Theory: prim_rec

Parents

• relation
• num

Types

Constants

• <  :num -> num -> bool
• PRIM_REC_FUN  :'a -> ('a -> num -> 'a) -> num -> num -> 'a
• measure  :('a -> num) -> 'a -> 'a -> bool
• SIMP_REC  :'a -> ('a -> 'a) -> num -> 'a
• SIMP_REC_REL  :(num -> 'a) -> 'a -> ('a -> 'a) -> num -> bool
• wellfounded  :('a -> 'a -> bool) -> bool
• PRIM_REC  :'a -> ('a -> num -> 'a) -> num -> 'a
• PRE  :num -> num

Definitions

LESS_DEF

|- !m n. m < n = ?P. (!n. P (SUC n) ==> P n) /\ P m /\ ~P n

measure_def

|- measure = inv_image $<

PRE_DEF

|- !m. PRE m = (if m = 0 then 0 else @n. m = SUC n)

PRIM_REC

|- !x f m. PRIM_REC x f m = PRIM_REC_FUN x f m (PRE m)

PRIM_REC_FUN

|- !x f. PRIM_REC_FUN x f = SIMP_REC (\n. x) (\fun n. f (fun (PRE n)) n)

SIMP_REC

|- !x f' n. ?g.

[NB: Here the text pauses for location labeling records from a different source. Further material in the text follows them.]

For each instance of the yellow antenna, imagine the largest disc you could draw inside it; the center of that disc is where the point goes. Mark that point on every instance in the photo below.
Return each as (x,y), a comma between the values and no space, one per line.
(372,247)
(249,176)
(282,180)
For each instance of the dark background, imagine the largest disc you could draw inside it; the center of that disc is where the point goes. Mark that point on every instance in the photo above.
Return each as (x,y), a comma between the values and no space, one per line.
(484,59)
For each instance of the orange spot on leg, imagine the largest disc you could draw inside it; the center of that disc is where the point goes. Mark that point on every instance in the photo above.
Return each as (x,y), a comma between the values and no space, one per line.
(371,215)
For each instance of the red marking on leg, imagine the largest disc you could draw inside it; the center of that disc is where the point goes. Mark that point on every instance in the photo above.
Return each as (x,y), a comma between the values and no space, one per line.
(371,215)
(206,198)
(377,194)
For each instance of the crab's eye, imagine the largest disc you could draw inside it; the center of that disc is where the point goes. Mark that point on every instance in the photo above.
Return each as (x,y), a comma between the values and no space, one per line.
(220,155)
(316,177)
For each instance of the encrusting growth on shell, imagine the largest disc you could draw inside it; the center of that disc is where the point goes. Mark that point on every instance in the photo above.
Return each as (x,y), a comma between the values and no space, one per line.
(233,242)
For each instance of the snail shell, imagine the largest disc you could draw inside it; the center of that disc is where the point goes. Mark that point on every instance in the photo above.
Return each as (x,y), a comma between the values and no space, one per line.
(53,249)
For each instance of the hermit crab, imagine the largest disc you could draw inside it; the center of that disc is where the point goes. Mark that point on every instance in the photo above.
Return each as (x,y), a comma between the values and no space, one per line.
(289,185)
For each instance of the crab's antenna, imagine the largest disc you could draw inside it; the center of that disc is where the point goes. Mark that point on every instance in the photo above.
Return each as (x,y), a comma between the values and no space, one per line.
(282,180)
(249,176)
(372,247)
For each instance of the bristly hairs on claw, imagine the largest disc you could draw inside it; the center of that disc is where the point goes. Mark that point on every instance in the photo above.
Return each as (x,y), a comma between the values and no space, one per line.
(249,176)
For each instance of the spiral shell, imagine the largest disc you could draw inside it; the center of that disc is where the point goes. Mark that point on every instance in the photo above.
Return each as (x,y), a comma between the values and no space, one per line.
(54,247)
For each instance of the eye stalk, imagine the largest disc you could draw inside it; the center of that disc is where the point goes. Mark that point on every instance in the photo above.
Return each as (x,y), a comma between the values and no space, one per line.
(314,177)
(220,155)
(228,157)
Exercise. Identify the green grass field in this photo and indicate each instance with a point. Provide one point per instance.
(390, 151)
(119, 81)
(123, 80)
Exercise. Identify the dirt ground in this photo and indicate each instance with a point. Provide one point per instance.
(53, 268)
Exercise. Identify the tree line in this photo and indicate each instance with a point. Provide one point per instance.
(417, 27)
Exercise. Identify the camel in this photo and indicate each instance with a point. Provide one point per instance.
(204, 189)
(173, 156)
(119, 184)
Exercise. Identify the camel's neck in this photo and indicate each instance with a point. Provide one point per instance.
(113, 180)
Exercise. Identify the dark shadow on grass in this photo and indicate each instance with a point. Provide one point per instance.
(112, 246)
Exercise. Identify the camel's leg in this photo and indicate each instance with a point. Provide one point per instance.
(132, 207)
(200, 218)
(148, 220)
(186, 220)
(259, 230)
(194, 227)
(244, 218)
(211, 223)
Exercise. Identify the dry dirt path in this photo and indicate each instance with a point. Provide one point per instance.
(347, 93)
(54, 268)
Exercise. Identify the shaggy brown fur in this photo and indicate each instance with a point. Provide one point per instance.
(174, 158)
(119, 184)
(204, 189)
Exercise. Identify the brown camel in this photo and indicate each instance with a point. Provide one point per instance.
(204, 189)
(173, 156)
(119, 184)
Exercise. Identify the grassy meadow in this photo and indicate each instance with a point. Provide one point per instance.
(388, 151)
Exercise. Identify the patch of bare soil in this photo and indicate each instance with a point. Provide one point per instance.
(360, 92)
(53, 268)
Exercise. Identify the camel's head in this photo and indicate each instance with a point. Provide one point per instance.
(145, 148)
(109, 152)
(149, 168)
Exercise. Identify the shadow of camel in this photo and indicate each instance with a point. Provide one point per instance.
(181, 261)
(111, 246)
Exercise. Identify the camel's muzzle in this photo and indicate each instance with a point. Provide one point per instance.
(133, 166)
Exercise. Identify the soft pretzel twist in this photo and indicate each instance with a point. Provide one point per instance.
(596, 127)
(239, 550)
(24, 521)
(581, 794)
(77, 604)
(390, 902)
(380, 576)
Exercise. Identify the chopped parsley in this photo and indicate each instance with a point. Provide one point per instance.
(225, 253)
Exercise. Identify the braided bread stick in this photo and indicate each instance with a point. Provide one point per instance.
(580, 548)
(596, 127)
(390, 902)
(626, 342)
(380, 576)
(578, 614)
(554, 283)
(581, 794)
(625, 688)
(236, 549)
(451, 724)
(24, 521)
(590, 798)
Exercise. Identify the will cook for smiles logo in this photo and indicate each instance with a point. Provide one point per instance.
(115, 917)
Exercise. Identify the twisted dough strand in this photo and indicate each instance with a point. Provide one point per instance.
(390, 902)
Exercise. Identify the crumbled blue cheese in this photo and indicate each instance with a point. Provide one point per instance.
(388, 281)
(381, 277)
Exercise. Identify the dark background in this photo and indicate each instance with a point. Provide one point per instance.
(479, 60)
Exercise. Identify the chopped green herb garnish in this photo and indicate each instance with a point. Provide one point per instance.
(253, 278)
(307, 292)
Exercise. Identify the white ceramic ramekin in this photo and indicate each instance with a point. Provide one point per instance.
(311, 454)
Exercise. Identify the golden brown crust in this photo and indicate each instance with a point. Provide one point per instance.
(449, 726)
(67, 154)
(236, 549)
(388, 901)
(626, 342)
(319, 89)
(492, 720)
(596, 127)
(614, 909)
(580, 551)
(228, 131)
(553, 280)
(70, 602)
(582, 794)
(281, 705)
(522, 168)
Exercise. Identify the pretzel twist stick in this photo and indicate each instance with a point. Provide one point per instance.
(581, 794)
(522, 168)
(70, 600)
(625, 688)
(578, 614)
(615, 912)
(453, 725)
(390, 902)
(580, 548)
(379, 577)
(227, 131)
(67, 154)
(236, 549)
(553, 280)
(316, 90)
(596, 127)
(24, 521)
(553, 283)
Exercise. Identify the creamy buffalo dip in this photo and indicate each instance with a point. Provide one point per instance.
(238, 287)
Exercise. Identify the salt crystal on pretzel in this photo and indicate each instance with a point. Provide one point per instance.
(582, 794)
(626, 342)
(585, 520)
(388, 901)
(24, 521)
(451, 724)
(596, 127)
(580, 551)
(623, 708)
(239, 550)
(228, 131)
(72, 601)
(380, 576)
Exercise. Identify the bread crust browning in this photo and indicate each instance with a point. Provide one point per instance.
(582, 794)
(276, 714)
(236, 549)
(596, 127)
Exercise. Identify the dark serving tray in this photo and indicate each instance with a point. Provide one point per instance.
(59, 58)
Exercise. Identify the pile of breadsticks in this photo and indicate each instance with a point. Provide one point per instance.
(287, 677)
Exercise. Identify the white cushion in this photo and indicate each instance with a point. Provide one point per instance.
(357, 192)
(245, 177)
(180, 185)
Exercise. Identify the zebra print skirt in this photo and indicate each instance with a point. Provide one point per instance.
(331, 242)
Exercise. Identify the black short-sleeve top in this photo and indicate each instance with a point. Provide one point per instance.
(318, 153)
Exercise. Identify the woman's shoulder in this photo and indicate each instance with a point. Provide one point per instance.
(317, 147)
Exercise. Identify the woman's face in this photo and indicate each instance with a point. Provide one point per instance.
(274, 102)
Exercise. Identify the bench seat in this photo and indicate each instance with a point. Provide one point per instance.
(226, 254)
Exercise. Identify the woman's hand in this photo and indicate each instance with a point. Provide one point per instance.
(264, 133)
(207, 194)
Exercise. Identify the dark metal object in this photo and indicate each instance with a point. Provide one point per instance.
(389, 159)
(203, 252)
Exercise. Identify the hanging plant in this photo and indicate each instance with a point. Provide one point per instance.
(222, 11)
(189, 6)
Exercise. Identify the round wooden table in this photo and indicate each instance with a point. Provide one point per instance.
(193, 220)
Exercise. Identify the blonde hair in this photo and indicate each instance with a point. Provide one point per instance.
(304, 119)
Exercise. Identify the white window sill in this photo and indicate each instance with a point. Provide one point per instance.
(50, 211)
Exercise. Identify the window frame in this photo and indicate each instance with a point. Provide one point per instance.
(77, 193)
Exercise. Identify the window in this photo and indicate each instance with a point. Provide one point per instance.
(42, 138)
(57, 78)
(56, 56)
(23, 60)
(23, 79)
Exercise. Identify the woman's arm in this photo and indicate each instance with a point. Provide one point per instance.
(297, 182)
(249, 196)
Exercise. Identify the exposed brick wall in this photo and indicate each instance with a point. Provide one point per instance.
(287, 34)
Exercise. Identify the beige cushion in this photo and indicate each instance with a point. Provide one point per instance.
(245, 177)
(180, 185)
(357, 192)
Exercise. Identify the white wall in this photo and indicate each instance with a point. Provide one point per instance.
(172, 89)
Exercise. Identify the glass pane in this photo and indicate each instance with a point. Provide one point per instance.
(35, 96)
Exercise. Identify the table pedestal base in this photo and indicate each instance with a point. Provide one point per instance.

SIMP_REC_REL g x f' (SUC n) /\ (SIMP_REC x f' n = g n)

SIMP_REC_REL

|- !fun x f n.
     SIMP_REC_REL fun x f n =
     (fun 0 = x) /\ !m. m < n ==> (fun (SUC m) = f (fun m))

wellfounded_def

|- !R. wellfounded R = ~?f. !n. R (f (SUC n)) (f n)

Theorems

DC

|- !P R a.
     P a /\ (!x. P x ==> ?y. P y /\ R x y) ==>
     ?f. (f 0 = a) /\ !n. P (f n) /\ R (f n) (f (SUC n))

EQ_LESS

|- !n. (SUC m = n) ==> m < n

INV_SUC_EQ

|- !m n. (SUC m = SUC n) = (m = n)

LESS_0

|- !n. 0 < SUC n

LESS_0_0

|- 0 < SUC 0

LESS_LEMMA1

|- !m n. m < SUC n ==> (m = n) \/ m < n

LESS_LEMMA2

|- !m n. (m = n) \/ m < n ==> m < SUC n

LESS_MONO

|- !m n. m < n ==> SUC m < SUC n

LESS_NOT_EQ

|- !m n. m < n ==> ~(m = n)

LESS_REFL

|- !n. ~(n < n)

LESS_SUC

|- !m n. m < n ==> m < SUC n

LESS_SUC_IMP

|- !m n. m < SUC n ==> ~(m = n) ==> m < n

LESS_SUC_REFL

|- !n. n < SUC n

LESS_SUC_SUC

|- !m. m < SUC m /\ m < SUC (SUC m)

LESS_THM

|- !m n. m < SUC n = (m = n) \/ m < n

NOT_LESS_0

|- !n. ~(n < 0)

NOT_LESS_EQ

|- !m n. (m = n) ==> ~(m < n)

num_Axiom

|- !e f. ?fn. (fn 0 = e) /\ !n. fn (SUC n) = f n (fn n)

num_Axiom_old

|- !e f. ?!fn1. (fn1 0 = e) /\ !n. fn1 (SUC n) = f (fn1 n) n

PRE

|- (PRE 0 = 0) /\ !m. PRE (SUC m) = m

PRIM_REC_EQN

|- !x f.
     (!n. PRIM_REC_FUN x f 0 n = x) /\
     !m n. PRIM_REC_FUN x f (SUC m) n = f (PRIM_REC_FUN x f m (PRE n)) n

PRIM_REC_THM

|- !x f.
     (PRIM_REC x f 0 = x) /\ !m. PRIM_REC x f (SUC m) = f (PRIM_REC x f m) m

SIMP_REC_EXISTS

|- !x f n. ?fun. SIMP_REC_REL fun x f n

SIMP_REC_REL_UNIQUE

|- !x f g1 g2 m1 m2.
     SIMP_REC_REL g1 x f m1 /\ SIMP_REC_REL g2 x f m2 ==>
     !n. n < m1 /\ n < m2 ==> (g1 n = g2 n)

SIMP_REC_REL_UNIQUE_RESULT

|- !x f n. ?!y. ?g. SIMP_REC_REL g x f (SUC n) /\ (y = g n)

SIMP_REC_THM

|- !x f. (SIMP_REC x f 0 = x) /\ !m. SIMP_REC x f (SUC m) = f (SIMP_REC x f m)

SUC_ID

|- !n. ~(SUC n = n)

SUC_LESS

|- !m n. SUC m < n ==> m < n

WF_IFF_WELLFOUNDED

|- !R. WF R = wellfounded R

WF_LESS

|- WF $<

WF_measure

|- !m. WF (measure m)

WF_PRED

|- WF (\x y. y = SUC x)